Single by James Barker Band

from the EP Game On
- Released: May 6, 2016
- Genre: Country
- Length: 3:20
- Label: Universal Canada;
- Songwriter(s): James Barker; Gavin Slate;
- Producer(s): Todd Clark

James Barker Band singles chronology
|  | "Lawn Chair Lazy" (2016) | "Just Sayin'" (2016) |

Music video
- "Lawn Chair Lazy" on YouTube

= Lawn Chair Lazy =

2016 song by James Barker Band

"Lawn Chair Lazy" is a song recorded by Canadian country group James Barker Band. The song was co-written by the band's frontman James Barker, with Gavin Slate. It was the debut single from the band, and the lead single from their extended play Game On.

==Commercial performance==
"Lawn Chair Lazy" reached a peak of #6 on Billboard Canada Country chart. This made it the highest-charting debut single by a Canadian country artist at the time.
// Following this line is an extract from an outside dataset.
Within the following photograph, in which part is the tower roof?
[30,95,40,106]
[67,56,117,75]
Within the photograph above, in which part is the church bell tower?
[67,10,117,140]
It has been certified Platinum by Music Canada.

==Music video==
The official music video for "Lawn Chair Lazy" premiered on Taste of Country on June 20, 2019.

==Charts==

| Chart (2016) | Peak position |
|---|---|
| Canada Country (Billboard) | 3 |

==Certifications==

| Region | Certification | Certified units/sales |
| Canada (Music Canada) | Platinum | 80,000^{‡} |
^{‡} Sales+streaming figures based on certification alone.